Un autre jour peut-être on sonnera, puis ce seront des coups plus insistants à la porte d’entrée. Qu’il n’entendra pas. Alors, qu’importe s’il reste allongé, dès à présent ? Des inconnus investiront les 50 m2 du petit appartement devenu son seul horizon depuis deux ans, ils envahiront cet espace dérisoire où la misère humaine a tenté de lutter, entre un bol oublié sur la table et de vieux vêtements jetés au sol, et porteront un regard sévère sur la défaite qui a mené jusqu’à ce corps amaigri sur le lit en désordre. Leurs mains exécuteront des gestes professionnels et inutiles tandis que leur âme terrifiée tentera de se fermer devant le pitoyable oracle.
Il sent le poids de son corps enfoncé dans le matelas, et se demande un instant si ces sensations sont bien les siennes, que pourrait donc ressentir un gisant ? Peut-être que ce sont les choses qui l’entourent qui le perçoivent, et non l’inverse. Farfelue pensée de n’être que l’émanation suante et glacée d’un drap de coton bouloché, ou encore le rêve inabouti d’un meuble suédois à bas prix. S’il parvenait jusqu’au bout de l’idée, il est certain qu’elle l’amuserait.
Le portable à présent déchargé a glissé sous le lit, inutilisé. Il fait nuit. En face de l’immeuble les néons de la ville jouent à imiter la vie. Il n’ouvre plus les yeux, pour qui ?
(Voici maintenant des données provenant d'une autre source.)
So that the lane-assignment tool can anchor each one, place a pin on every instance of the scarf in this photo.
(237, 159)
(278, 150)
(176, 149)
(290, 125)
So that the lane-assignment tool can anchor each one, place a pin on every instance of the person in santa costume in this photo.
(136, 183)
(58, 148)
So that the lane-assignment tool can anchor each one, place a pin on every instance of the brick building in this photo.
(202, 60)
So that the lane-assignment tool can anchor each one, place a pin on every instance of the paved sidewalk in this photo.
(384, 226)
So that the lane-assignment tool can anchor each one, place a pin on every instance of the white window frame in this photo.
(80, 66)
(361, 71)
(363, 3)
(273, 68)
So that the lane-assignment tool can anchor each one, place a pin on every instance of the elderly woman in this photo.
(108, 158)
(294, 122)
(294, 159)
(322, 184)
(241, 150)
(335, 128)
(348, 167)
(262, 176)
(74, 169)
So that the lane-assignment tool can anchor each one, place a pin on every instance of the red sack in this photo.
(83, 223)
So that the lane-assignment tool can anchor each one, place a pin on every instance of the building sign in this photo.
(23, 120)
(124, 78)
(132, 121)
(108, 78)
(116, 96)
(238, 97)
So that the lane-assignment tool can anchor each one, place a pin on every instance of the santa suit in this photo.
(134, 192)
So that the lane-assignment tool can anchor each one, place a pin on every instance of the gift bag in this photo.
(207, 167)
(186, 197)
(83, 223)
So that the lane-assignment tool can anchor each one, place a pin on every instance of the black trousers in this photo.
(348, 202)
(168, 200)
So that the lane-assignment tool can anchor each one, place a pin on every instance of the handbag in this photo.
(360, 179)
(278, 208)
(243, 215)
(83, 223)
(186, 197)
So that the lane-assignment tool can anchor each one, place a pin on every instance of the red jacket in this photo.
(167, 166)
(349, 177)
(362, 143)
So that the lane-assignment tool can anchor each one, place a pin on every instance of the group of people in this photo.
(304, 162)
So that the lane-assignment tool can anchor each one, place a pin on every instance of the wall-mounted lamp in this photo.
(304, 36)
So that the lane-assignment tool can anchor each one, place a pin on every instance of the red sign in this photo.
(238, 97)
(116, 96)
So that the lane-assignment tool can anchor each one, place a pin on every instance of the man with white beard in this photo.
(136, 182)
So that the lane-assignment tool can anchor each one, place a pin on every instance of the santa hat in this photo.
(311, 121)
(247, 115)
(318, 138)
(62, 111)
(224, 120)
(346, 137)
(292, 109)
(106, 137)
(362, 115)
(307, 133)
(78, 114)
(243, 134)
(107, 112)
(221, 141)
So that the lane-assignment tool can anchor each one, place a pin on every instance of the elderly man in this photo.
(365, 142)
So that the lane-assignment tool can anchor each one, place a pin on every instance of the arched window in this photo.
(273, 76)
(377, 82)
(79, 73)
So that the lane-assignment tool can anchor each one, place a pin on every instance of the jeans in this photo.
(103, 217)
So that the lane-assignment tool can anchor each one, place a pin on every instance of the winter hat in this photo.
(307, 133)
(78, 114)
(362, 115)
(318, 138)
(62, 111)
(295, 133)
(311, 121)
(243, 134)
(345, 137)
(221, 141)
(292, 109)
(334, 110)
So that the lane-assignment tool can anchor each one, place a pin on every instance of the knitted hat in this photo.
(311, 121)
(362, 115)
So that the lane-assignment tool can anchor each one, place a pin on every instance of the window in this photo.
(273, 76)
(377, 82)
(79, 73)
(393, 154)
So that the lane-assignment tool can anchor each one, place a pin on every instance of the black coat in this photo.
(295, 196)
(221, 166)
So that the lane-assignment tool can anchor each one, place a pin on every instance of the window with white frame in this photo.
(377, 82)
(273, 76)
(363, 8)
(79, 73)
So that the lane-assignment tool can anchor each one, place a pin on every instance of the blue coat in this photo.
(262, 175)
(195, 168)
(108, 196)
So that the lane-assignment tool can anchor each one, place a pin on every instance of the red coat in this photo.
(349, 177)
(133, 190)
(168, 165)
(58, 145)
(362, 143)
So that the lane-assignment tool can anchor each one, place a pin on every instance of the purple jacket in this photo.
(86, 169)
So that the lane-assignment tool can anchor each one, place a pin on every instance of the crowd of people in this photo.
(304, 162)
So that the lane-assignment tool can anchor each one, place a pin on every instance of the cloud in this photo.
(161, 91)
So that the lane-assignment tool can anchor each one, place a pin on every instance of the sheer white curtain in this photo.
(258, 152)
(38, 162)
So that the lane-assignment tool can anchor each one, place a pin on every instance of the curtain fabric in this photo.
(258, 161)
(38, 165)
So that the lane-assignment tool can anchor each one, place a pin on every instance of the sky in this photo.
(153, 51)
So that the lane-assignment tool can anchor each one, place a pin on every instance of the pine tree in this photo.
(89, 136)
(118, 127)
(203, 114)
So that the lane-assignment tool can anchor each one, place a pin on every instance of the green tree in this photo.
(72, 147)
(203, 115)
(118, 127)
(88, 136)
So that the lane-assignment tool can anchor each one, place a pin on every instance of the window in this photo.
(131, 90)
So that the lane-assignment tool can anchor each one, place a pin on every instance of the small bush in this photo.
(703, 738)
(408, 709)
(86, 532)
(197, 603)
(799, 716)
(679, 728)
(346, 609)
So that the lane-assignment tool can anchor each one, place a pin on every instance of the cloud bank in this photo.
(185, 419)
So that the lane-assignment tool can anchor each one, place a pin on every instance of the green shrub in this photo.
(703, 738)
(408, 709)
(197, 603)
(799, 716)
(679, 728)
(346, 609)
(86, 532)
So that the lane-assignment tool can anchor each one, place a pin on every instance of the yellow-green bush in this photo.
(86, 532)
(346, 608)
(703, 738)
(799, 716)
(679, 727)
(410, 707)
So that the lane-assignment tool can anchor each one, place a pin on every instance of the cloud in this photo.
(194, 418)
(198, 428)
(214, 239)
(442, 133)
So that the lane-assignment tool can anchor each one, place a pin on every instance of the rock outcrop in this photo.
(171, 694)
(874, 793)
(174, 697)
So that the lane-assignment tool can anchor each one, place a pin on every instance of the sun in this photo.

Lentement son existence s’est ralentie. Son regard a fini de se tourner vers cet endroit désert, un long couloir de souvenirs où son âme dégradée s’est emmurée. Sous ses paupières inertes , les pupilles sont bloquées sur un rêve immobile. Les mots qui autrefois le servaient se sont atrophiés en pastilles amères et dures dans sa bouche desséchée. Son corps a creusé une ligne d’escarres dans le drap depuis longtemps inchangé, la douleur même à force d’habitude a fini par s’éloigner. Le voyant de l’ordinateur clignote dans le coin de la chambre et reste le seul à veiller.